11 Ağustos günü Türkiye Yeni Bir Sabah’a uyandı. O gün milletimiz, Başkanını ilk kez kendisi seçen bir millet olarak, gelecek için yeni bir sayfa açtığını dünyaya ilan etmiştir. Anlayanlara ve anlayamayanlara da. Türkiye'nin halk tarafından seçilmiş ilk cumhurbaşkanı Recep Tayyip ERDOĞAN'dır. Erdoğan şimdi yeni Türkiye'nin yeni kadrolarını kuracak. Bunun için de uzun zamandır çalışıyor, görüşmeler yapıyor. Bu parti hiç durmayacak galiba, hep yola devam edecek. Allah yar ve yardımcıları olsun.

Yeni bir kabine, yeni parti yönetimi ve yeni yöneticiler. Partimiz, bir yıl sonra Ak Parti'yi seçime götürecek ekibi değil, bundan sonra yeni Türkiye'yi yönetecek ekipleri oluşturacak. Ülkenin geleceğinden ve milletin kaderinden sorumlu olacak ekipleri. Bu noktada Abdullah GÜL’ün görev süresi ile Ak Parti kongresi tarihlerini için, “siyasetin doğasına bırakmak yerinde olur”, diyorum. Zira GÜL için, Ak Parti’den koptu demek doğru olmadığı gibi, Ak Parti için de GÜL’ü partiden kopardılar demek zaten doğru doğru olmaz. Çünkü Abdullah bey bu partinin, Tayyip bey ve Bülent ARINÇ bey ile üç temel saç ayağından biridir. O zaman Davutoğlu isminin ön lana çıkmasındaki hikmet nedir? Cevap, bugün için, partinin devam edegelen çizgisine konjüktürel olarak en muvafık başbakan adayının DAVUTOĞLU olduğudur. Bunu da zaman en kısa sürede gösterecektir, ispat edecektir.
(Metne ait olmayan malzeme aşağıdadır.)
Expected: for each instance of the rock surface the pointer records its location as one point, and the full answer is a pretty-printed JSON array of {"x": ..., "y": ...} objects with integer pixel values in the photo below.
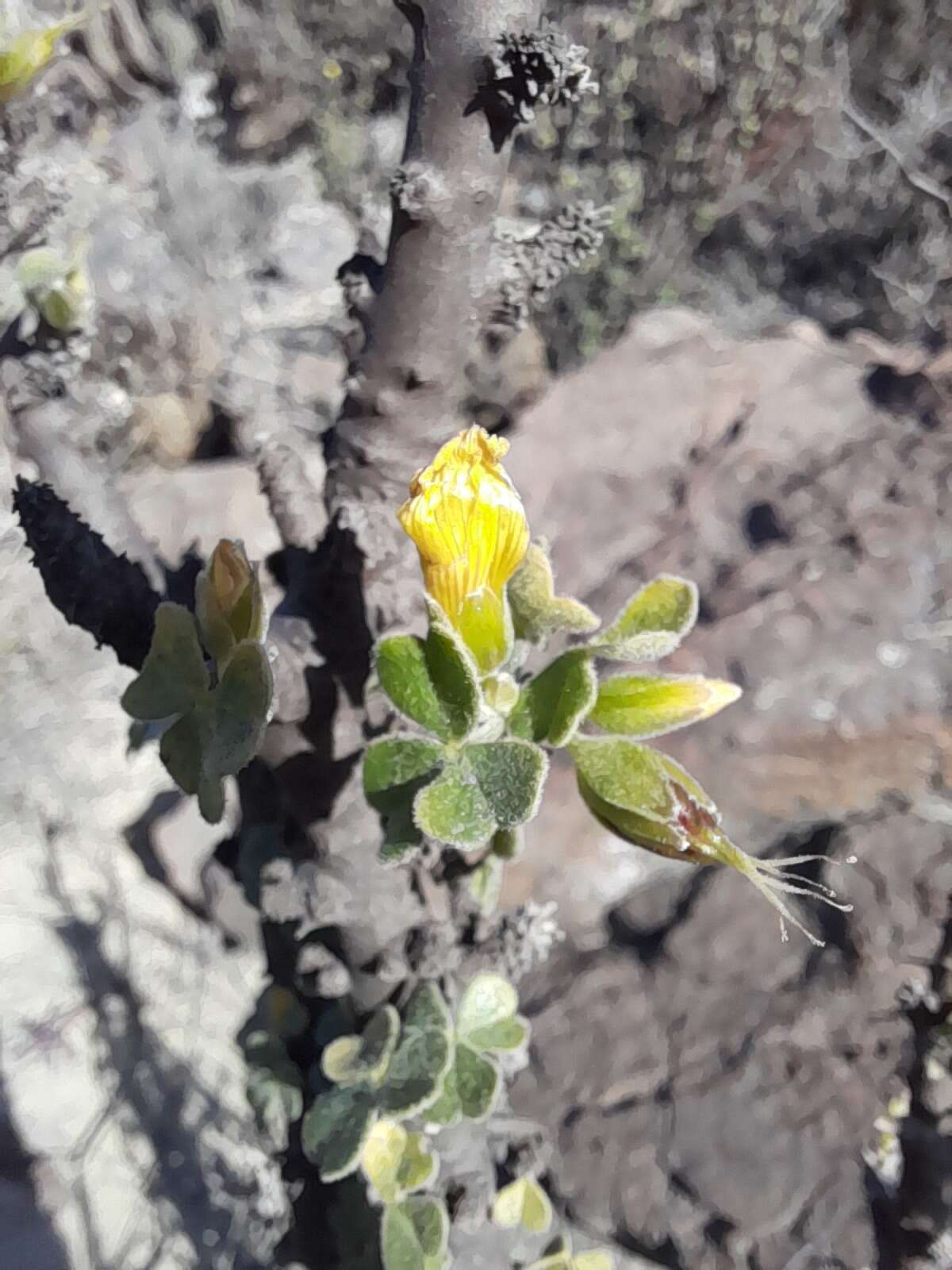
[{"x": 710, "y": 1087}]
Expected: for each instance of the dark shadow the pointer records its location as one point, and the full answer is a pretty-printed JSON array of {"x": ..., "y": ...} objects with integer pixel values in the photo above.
[{"x": 27, "y": 1236}]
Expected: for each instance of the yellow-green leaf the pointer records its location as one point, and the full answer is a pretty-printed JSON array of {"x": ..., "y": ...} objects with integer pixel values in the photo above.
[{"x": 524, "y": 1203}]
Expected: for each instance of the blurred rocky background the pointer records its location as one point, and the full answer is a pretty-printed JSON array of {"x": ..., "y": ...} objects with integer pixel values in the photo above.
[{"x": 749, "y": 385}]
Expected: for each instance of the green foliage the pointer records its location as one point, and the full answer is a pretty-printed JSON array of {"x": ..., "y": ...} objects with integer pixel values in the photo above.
[
  {"x": 537, "y": 611},
  {"x": 454, "y": 672},
  {"x": 274, "y": 1086},
  {"x": 416, "y": 1235},
  {"x": 363, "y": 1060},
  {"x": 524, "y": 1203},
  {"x": 647, "y": 705},
  {"x": 554, "y": 704},
  {"x": 397, "y": 1162},
  {"x": 389, "y": 1071},
  {"x": 559, "y": 1257},
  {"x": 486, "y": 1022},
  {"x": 175, "y": 676},
  {"x": 213, "y": 723},
  {"x": 653, "y": 624},
  {"x": 336, "y": 1127}
]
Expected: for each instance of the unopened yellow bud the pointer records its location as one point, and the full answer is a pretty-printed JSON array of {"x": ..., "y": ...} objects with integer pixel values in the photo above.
[
  {"x": 228, "y": 602},
  {"x": 469, "y": 525},
  {"x": 27, "y": 55}
]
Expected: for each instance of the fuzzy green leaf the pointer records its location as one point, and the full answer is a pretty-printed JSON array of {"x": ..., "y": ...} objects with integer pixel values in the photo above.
[
  {"x": 554, "y": 704},
  {"x": 397, "y": 1162},
  {"x": 393, "y": 762},
  {"x": 537, "y": 611},
  {"x": 423, "y": 1056},
  {"x": 653, "y": 622},
  {"x": 478, "y": 1083},
  {"x": 238, "y": 710},
  {"x": 488, "y": 1000},
  {"x": 405, "y": 677},
  {"x": 336, "y": 1130},
  {"x": 511, "y": 774},
  {"x": 486, "y": 883},
  {"x": 365, "y": 1058},
  {"x": 447, "y": 1110},
  {"x": 651, "y": 705},
  {"x": 173, "y": 676},
  {"x": 454, "y": 808},
  {"x": 524, "y": 1203},
  {"x": 414, "y": 1235},
  {"x": 454, "y": 673}
]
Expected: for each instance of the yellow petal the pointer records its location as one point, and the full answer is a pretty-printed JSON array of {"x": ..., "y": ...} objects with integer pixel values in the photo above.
[{"x": 470, "y": 529}]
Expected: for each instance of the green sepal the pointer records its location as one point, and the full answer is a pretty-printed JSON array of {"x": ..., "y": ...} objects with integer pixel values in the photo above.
[
  {"x": 336, "y": 1130},
  {"x": 537, "y": 611},
  {"x": 423, "y": 1056},
  {"x": 524, "y": 1203},
  {"x": 175, "y": 676},
  {"x": 651, "y": 705},
  {"x": 416, "y": 1235},
  {"x": 365, "y": 1058},
  {"x": 554, "y": 704},
  {"x": 653, "y": 622}
]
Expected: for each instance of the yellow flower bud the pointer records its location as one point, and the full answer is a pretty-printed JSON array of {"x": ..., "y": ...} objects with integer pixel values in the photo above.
[
  {"x": 470, "y": 529},
  {"x": 27, "y": 55},
  {"x": 228, "y": 602}
]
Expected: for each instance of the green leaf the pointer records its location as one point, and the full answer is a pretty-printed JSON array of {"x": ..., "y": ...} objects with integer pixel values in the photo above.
[
  {"x": 236, "y": 715},
  {"x": 447, "y": 1110},
  {"x": 352, "y": 1060},
  {"x": 397, "y": 761},
  {"x": 405, "y": 677},
  {"x": 478, "y": 1083},
  {"x": 423, "y": 1056},
  {"x": 336, "y": 1128},
  {"x": 181, "y": 751},
  {"x": 173, "y": 676},
  {"x": 397, "y": 1162},
  {"x": 647, "y": 705},
  {"x": 486, "y": 884},
  {"x": 511, "y": 775},
  {"x": 488, "y": 1000},
  {"x": 653, "y": 624},
  {"x": 414, "y": 1235},
  {"x": 537, "y": 611},
  {"x": 454, "y": 808},
  {"x": 454, "y": 673},
  {"x": 393, "y": 772},
  {"x": 626, "y": 775},
  {"x": 554, "y": 704},
  {"x": 524, "y": 1203}
]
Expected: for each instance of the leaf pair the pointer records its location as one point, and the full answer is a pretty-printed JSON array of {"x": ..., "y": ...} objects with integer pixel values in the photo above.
[
  {"x": 416, "y": 1235},
  {"x": 460, "y": 797},
  {"x": 389, "y": 1072},
  {"x": 219, "y": 729},
  {"x": 486, "y": 1024}
]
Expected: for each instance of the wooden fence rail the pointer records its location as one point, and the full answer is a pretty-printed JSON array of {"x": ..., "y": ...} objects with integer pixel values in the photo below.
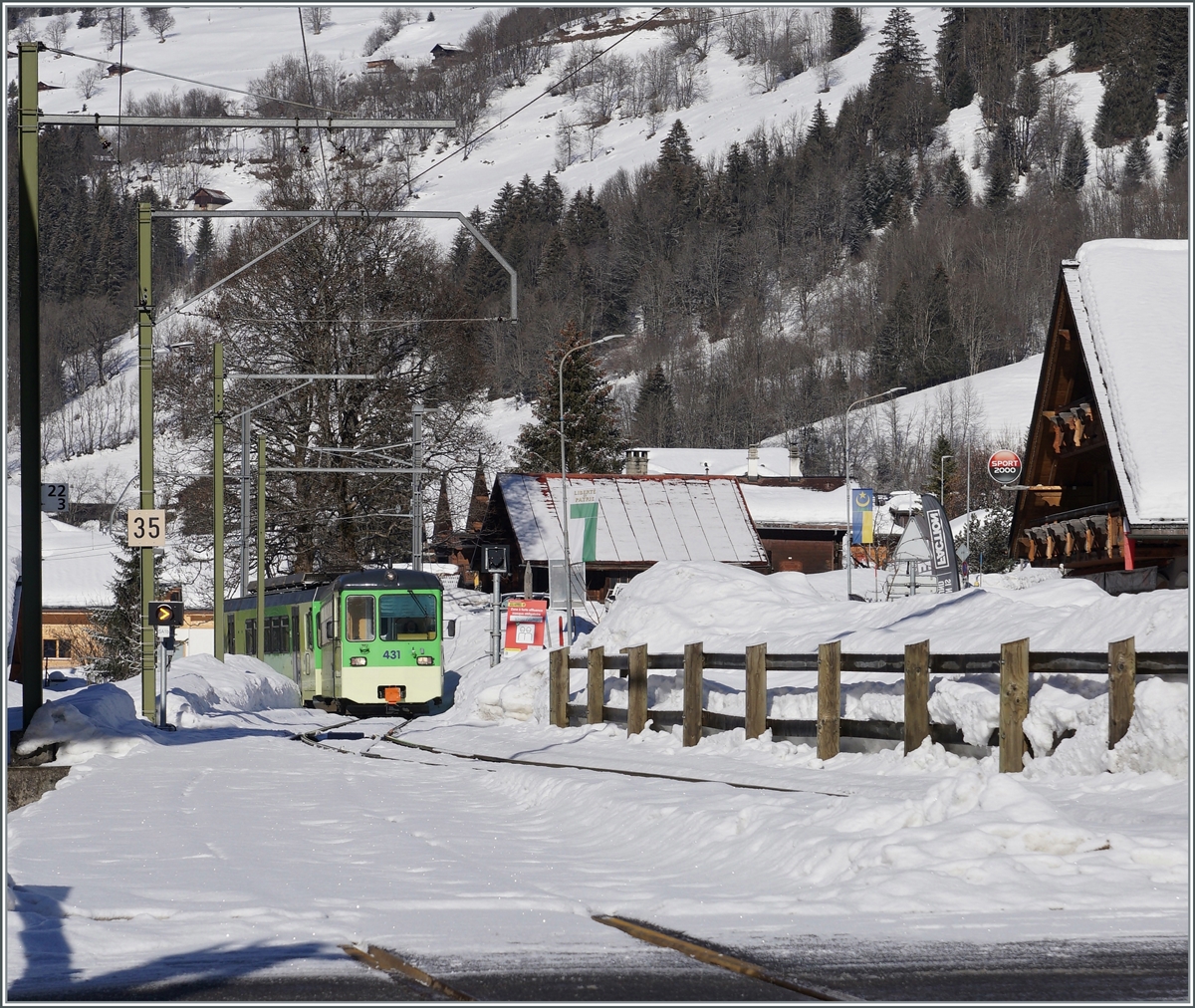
[{"x": 1015, "y": 665}]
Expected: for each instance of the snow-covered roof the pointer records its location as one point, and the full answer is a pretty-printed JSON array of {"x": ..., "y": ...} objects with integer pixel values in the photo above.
[
  {"x": 77, "y": 565},
  {"x": 716, "y": 461},
  {"x": 640, "y": 519},
  {"x": 796, "y": 506},
  {"x": 1129, "y": 299}
]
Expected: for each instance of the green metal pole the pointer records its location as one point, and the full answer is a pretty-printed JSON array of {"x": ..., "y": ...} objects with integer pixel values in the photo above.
[
  {"x": 218, "y": 497},
  {"x": 144, "y": 431},
  {"x": 261, "y": 547},
  {"x": 30, "y": 387}
]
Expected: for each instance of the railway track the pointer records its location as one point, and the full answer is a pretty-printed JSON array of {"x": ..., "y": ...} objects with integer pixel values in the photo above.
[
  {"x": 393, "y": 964},
  {"x": 311, "y": 738}
]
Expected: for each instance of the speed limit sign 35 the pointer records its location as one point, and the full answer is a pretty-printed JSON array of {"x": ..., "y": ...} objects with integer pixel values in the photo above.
[{"x": 147, "y": 528}]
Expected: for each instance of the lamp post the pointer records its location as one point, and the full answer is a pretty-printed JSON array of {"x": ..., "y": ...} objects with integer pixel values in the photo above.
[
  {"x": 846, "y": 550},
  {"x": 565, "y": 471},
  {"x": 942, "y": 479}
]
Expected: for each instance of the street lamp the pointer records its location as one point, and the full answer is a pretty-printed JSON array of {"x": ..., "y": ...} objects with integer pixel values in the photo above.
[
  {"x": 565, "y": 471},
  {"x": 846, "y": 550}
]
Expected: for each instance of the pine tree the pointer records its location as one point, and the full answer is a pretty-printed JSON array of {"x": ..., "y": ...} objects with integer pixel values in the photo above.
[
  {"x": 1075, "y": 161},
  {"x": 1176, "y": 149},
  {"x": 119, "y": 627},
  {"x": 820, "y": 135},
  {"x": 1001, "y": 170},
  {"x": 989, "y": 542},
  {"x": 654, "y": 423},
  {"x": 675, "y": 148},
  {"x": 956, "y": 184},
  {"x": 932, "y": 484},
  {"x": 1138, "y": 164},
  {"x": 845, "y": 31},
  {"x": 593, "y": 440},
  {"x": 204, "y": 249}
]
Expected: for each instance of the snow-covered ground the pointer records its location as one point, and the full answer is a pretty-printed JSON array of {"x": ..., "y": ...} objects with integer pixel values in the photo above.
[{"x": 228, "y": 847}]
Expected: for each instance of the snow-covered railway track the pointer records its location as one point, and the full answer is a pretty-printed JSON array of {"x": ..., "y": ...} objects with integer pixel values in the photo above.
[{"x": 312, "y": 738}]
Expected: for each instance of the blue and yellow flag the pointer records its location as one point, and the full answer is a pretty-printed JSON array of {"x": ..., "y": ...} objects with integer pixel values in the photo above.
[{"x": 861, "y": 514}]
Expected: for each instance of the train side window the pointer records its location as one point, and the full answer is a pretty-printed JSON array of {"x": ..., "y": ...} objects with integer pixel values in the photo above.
[{"x": 358, "y": 619}]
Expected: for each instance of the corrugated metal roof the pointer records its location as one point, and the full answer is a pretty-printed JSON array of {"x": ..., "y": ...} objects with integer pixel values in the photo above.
[{"x": 640, "y": 519}]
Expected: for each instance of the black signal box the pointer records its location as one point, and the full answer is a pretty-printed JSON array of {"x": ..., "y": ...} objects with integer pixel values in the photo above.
[
  {"x": 166, "y": 614},
  {"x": 496, "y": 560}
]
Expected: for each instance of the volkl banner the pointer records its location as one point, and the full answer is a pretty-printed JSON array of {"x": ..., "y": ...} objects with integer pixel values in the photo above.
[{"x": 943, "y": 562}]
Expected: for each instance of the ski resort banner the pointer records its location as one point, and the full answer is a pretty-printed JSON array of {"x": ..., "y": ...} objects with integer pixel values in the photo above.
[
  {"x": 584, "y": 525},
  {"x": 863, "y": 502},
  {"x": 943, "y": 562}
]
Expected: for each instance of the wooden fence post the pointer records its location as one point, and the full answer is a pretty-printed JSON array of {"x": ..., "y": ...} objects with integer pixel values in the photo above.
[
  {"x": 637, "y": 689},
  {"x": 917, "y": 695},
  {"x": 1014, "y": 704},
  {"x": 757, "y": 690},
  {"x": 559, "y": 686},
  {"x": 830, "y": 677},
  {"x": 1121, "y": 686},
  {"x": 596, "y": 689},
  {"x": 694, "y": 669}
]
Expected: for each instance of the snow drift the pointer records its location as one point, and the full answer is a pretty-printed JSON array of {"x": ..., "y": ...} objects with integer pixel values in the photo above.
[{"x": 103, "y": 719}]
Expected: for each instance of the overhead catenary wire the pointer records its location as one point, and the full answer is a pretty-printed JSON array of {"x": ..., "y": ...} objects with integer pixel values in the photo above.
[
  {"x": 543, "y": 94},
  {"x": 200, "y": 83}
]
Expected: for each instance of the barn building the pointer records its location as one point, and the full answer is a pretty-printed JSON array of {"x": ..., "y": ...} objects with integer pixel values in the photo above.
[
  {"x": 1109, "y": 441},
  {"x": 638, "y": 522}
]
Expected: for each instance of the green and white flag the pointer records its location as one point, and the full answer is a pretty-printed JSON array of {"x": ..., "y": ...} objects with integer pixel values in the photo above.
[{"x": 584, "y": 528}]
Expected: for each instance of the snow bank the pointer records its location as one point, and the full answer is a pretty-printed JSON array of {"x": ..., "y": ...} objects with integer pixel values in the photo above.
[
  {"x": 97, "y": 720},
  {"x": 201, "y": 685},
  {"x": 103, "y": 719}
]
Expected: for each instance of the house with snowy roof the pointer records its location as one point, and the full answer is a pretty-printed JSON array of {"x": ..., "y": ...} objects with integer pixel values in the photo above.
[
  {"x": 800, "y": 519},
  {"x": 1106, "y": 469},
  {"x": 620, "y": 525}
]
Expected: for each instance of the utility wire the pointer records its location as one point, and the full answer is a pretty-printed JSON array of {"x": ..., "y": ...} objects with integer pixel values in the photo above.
[{"x": 533, "y": 101}]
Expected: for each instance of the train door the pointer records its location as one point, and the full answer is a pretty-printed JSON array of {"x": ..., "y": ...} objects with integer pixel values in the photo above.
[
  {"x": 308, "y": 653},
  {"x": 296, "y": 645}
]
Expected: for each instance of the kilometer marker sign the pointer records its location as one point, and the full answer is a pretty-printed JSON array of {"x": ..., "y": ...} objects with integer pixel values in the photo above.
[{"x": 1004, "y": 467}]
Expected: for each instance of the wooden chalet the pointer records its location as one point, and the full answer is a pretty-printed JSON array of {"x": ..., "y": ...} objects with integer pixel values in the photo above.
[
  {"x": 441, "y": 53},
  {"x": 800, "y": 519},
  {"x": 638, "y": 522},
  {"x": 1108, "y": 453}
]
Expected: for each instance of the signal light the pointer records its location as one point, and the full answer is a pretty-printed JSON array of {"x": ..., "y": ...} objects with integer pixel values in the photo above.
[{"x": 166, "y": 614}]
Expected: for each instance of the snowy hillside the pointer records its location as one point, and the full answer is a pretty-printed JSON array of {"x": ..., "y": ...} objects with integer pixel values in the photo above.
[{"x": 231, "y": 47}]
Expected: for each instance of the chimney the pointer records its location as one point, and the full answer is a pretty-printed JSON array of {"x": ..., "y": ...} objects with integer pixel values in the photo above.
[{"x": 637, "y": 461}]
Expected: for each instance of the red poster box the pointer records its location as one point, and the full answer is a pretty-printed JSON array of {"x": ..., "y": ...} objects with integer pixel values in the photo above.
[{"x": 526, "y": 625}]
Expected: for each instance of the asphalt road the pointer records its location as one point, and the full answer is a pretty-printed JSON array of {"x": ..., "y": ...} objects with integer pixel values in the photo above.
[{"x": 1146, "y": 970}]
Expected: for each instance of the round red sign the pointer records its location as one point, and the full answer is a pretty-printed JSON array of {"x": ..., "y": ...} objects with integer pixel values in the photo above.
[{"x": 1004, "y": 467}]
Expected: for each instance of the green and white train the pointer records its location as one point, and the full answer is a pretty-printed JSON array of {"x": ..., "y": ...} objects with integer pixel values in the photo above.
[{"x": 364, "y": 642}]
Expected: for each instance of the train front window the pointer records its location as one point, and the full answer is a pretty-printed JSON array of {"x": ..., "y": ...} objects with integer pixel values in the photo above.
[
  {"x": 358, "y": 619},
  {"x": 407, "y": 616}
]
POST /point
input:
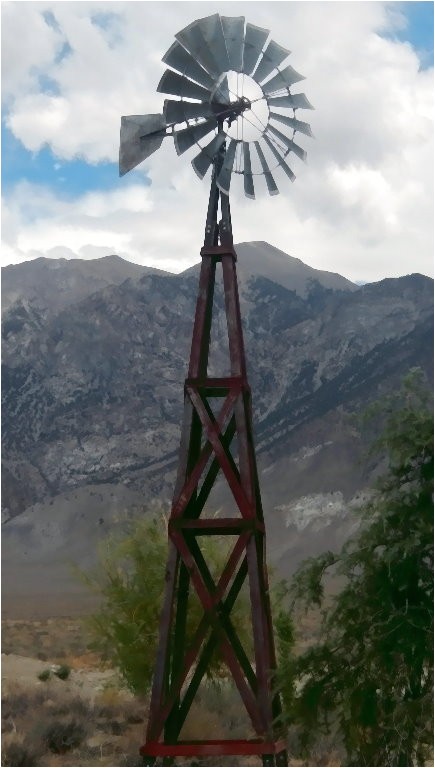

Ülkede bunlar olurken şehrimiz Isparta’da, son seçimde yenik düşmüş muhalefet partisi il başkanlarımızdan İsa YALÇIN bey, kaybetmelerine kendince mazeretler üretip, iktidar partisi il başkanına ve milletvekiline cevaplar yetiştirip, partisini kutarmaya çalışıyor medyada. Diğer muhalif CHP İl başkanımız ise kendi canı derdine düştüğünden memlekette ne olup, ne bittiği ile ilgilenmiyor gibi. MHP’li sayın YALÇIN’ın beyanatlarına bakınca, insanın “İsa beyin bizlere aklına gelip de söyleyemediği şeyler var gibi” diyesim geliyor. Zira bu memleket, yaşanabilirlik kriterlerinde ilk on il içindedir ve TÜİK rakamları ile diğer illerimizin çoğuna göre “hali vakti yerinde bir il” konumdadır. Yani ilimizin ülke geneline nispeten kangren olmuş sorunları yoktur. Gecekondusu yoktur. Eğitimde gayet iyi, sağlıkta çok önde, işsizlik seviyesi düşük, terör tehlikesinde çok rahat, emniyet bakımından güvenlidir. Belki sanayi ve kalkınmışlıkta biraz desteğe ihtiyacı vardır o kadar. Bu da, her şeyden yani devlet desteği gerekliliğinden önce, şehrin kendi dinamiklerinin isteklerine ve şehrin siyasi profilindeki manzaranın Ankara tarafından açıkça görülmesine ve şehrin Ankara’dan siyasi beklentilerine de bağlıdır. İşte YALÇIN beyin demedikleri galiba bunlardır.
 
Lafı gevelemeye gerek yok. Ne kadar ekmek, o kadar köfte, derler ya. Tekrar söylüyorum. Bu şehrin ne ticari, ne siyasi, ne de diğer sektörlerde hiçbir yol haritası yoktur.  Oluşturmak için gayret de yoktur ortada. Bütün kurumları ile oluşturulmuş ortak akıl da yoktur şehrimizde. Bu demektir ki, şehrimizin Ankara’dan beklentisi de yoktur. Zira, Isparta siyasetinin belediye ve genel seçimlerdeki ortaya koyduğu “ne şiş yansın, ne kebap” tablosu, Ankara tarafından tabii ki iyi okunmaktadır. Ispartamızın son 15 senesinin iki döneminde muhalif belediye başkanları çıkarmış olması, milletvekili seçimlerinde iktidar ve muhalefetin hepsine göz kırpması, bu şehrin yarınları adına ayaklara bağlanan prangalar gibidir.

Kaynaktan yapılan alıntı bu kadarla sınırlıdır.